Simplifying the above equation, we get
${R^3} = 8{r^3}$
$ \Rightarrow {R^3} = {(2r)^3}$
By taking cube root to both the sides
$R = 2r$
$ \Rightarrow r = \dfrac{R}{2}$ . . (1)
Now, we know that, surface tension is work done per unit area
i.e.$\dfrac{W}{A} = T$
$ \Rightarrow W = AT$
Where, $W$ is work done,
$A$ is surface area
$T$ is surface tension.
Surface area of the sphere is $4\pi {r^2}$ and work done in the process is.
${A_2}T - {A_1}T$
$ \Rightarrow W = 8 \times 4\pi {r^2}T - 4\pi {R^2}T$
$ = 4\pi (8\pi {r^2}T - {R^2}T)$
$ = 4\pi \left( {8\dfrac{{{R^2}}}{4} \times T - {R^2}T} \right)\left( {\because v = \dfrac{R}{2}} \right)$.

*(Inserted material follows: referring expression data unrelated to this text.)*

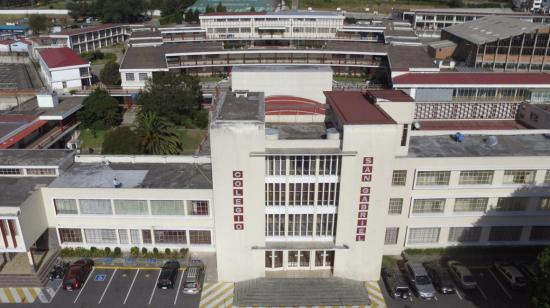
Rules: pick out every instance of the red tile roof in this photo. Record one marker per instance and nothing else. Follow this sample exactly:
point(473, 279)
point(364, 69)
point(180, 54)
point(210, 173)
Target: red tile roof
point(292, 105)
point(352, 107)
point(61, 57)
point(472, 78)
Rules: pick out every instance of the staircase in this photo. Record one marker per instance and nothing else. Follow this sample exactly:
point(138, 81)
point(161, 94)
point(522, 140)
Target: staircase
point(37, 279)
point(300, 292)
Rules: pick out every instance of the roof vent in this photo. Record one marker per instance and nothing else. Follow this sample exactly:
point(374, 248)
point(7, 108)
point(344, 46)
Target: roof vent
point(492, 141)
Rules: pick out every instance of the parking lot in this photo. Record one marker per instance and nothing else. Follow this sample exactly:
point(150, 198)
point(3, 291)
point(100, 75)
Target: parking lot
point(491, 292)
point(125, 288)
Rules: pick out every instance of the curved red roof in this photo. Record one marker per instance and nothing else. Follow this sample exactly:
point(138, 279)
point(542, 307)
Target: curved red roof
point(61, 57)
point(292, 105)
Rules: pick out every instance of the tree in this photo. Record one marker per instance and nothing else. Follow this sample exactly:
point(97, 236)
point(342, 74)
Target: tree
point(157, 135)
point(171, 96)
point(121, 140)
point(38, 23)
point(109, 74)
point(540, 287)
point(99, 111)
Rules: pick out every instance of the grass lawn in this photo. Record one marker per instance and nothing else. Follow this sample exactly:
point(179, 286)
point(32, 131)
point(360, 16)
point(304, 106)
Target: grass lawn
point(89, 141)
point(191, 139)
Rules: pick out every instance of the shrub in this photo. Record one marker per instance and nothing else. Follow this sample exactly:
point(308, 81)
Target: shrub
point(134, 251)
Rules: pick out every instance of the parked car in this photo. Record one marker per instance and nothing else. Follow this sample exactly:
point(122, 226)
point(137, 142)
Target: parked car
point(511, 274)
point(168, 275)
point(441, 278)
point(396, 284)
point(193, 280)
point(77, 274)
point(419, 280)
point(462, 275)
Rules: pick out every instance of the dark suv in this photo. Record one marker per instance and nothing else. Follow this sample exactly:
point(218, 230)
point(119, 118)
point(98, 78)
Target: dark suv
point(77, 274)
point(168, 275)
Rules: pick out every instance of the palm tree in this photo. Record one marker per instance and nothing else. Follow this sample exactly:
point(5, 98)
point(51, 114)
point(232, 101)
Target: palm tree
point(157, 136)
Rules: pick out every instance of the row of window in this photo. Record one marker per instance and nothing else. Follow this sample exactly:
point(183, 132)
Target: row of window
point(300, 225)
point(134, 236)
point(303, 165)
point(467, 234)
point(504, 204)
point(301, 194)
point(473, 177)
point(131, 207)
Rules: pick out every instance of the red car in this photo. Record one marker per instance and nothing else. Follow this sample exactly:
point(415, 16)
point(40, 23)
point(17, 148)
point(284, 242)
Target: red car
point(77, 274)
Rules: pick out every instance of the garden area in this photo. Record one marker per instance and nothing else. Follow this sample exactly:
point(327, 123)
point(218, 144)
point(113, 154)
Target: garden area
point(170, 121)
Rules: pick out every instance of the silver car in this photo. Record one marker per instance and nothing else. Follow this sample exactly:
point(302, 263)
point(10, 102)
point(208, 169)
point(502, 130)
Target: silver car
point(420, 281)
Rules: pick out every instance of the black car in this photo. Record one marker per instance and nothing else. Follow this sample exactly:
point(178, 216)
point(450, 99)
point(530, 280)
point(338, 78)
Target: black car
point(168, 275)
point(441, 278)
point(396, 284)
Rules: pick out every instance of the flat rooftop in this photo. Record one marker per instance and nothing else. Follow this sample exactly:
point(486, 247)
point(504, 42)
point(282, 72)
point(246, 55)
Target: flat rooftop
point(16, 157)
point(142, 175)
point(15, 190)
point(492, 28)
point(248, 106)
point(477, 146)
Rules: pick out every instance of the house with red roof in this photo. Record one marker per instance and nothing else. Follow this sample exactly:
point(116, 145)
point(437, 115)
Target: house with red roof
point(64, 69)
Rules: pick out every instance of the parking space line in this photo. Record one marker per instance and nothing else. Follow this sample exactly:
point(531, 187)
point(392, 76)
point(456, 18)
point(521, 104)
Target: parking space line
point(131, 286)
point(107, 287)
point(85, 283)
point(154, 288)
point(500, 284)
point(179, 286)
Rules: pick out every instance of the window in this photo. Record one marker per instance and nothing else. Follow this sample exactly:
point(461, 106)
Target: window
point(426, 178)
point(326, 225)
point(65, 206)
point(391, 236)
point(123, 236)
point(146, 235)
point(519, 176)
point(476, 177)
point(11, 171)
point(423, 235)
point(199, 208)
point(544, 204)
point(540, 233)
point(100, 236)
point(170, 237)
point(300, 225)
point(275, 194)
point(275, 225)
point(399, 177)
point(41, 171)
point(328, 193)
point(168, 207)
point(301, 193)
point(471, 204)
point(396, 206)
point(67, 235)
point(505, 234)
point(512, 204)
point(95, 206)
point(422, 206)
point(464, 234)
point(200, 237)
point(131, 207)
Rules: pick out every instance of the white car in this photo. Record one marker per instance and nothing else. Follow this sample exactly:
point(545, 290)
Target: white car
point(462, 275)
point(511, 274)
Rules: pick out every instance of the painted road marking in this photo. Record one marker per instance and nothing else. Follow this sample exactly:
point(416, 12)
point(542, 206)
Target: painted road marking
point(107, 287)
point(131, 286)
point(85, 283)
point(154, 288)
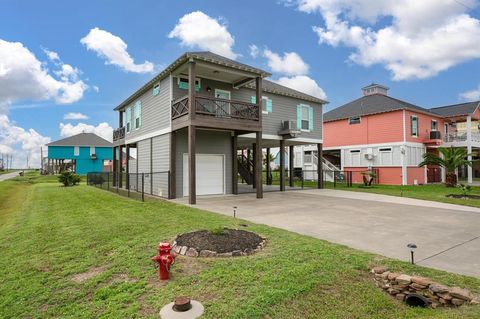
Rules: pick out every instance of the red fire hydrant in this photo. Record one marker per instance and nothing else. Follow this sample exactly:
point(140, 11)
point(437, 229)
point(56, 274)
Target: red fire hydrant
point(164, 260)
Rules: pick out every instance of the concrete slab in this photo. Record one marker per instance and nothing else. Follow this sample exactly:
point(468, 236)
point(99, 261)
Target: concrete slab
point(375, 223)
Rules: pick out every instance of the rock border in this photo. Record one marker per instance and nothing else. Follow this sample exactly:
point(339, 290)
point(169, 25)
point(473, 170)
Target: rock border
point(192, 252)
point(400, 285)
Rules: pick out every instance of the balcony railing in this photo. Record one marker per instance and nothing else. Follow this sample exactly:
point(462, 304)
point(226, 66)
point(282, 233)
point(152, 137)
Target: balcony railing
point(461, 137)
point(216, 107)
point(119, 133)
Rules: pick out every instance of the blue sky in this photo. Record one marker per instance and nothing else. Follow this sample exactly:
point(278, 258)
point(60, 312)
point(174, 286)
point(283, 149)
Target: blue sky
point(272, 26)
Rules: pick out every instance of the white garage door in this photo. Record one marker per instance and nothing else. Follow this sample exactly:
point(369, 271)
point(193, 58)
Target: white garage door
point(210, 170)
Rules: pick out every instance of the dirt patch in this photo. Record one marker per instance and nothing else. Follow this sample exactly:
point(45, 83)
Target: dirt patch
point(227, 241)
point(92, 272)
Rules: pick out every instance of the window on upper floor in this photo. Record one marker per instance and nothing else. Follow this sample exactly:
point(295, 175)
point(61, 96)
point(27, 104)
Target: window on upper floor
point(354, 120)
point(183, 83)
point(414, 125)
point(156, 89)
point(305, 117)
point(128, 119)
point(267, 105)
point(137, 113)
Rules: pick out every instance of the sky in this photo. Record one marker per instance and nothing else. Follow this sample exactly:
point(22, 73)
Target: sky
point(65, 65)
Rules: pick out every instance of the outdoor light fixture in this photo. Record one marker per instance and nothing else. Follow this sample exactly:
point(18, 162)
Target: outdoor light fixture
point(412, 251)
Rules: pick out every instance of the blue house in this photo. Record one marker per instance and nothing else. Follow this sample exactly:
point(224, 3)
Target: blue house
point(81, 153)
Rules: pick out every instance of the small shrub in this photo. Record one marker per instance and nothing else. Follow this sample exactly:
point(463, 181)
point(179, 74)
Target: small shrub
point(465, 189)
point(217, 231)
point(69, 179)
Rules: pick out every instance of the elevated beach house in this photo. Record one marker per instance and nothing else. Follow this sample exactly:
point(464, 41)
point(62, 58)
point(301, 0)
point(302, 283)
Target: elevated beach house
point(82, 153)
point(202, 125)
point(377, 131)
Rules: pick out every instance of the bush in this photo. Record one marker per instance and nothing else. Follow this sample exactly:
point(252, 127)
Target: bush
point(69, 179)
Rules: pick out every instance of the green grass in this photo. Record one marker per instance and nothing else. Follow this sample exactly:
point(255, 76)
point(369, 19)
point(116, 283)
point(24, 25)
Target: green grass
point(51, 233)
point(434, 192)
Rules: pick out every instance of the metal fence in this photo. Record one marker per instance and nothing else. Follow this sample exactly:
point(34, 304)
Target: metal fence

$ = 4\pi (2{R^2}T - {R^2}T)$
$W = 4 = 4\pi {R^2}T$
Thus, the work done in the process is $4\pi {R^2}T$.

So, the correct answer is “Option A”.

Note:
If you do not understand why $W = {A_2}T - {A_1}T$
Then you can do it like this: surface energy is a product of surface energy and change in surface area and surface tension.
$ \Rightarrow $Change in surface energy $ = {A_2}T - {A_1}T$.
Now, we know that the change in surface energy is the energy used for work done.
Therefore, change in surface energy is equal to work done
$ \Rightarrow W = {A_2}T - {A_1}T$.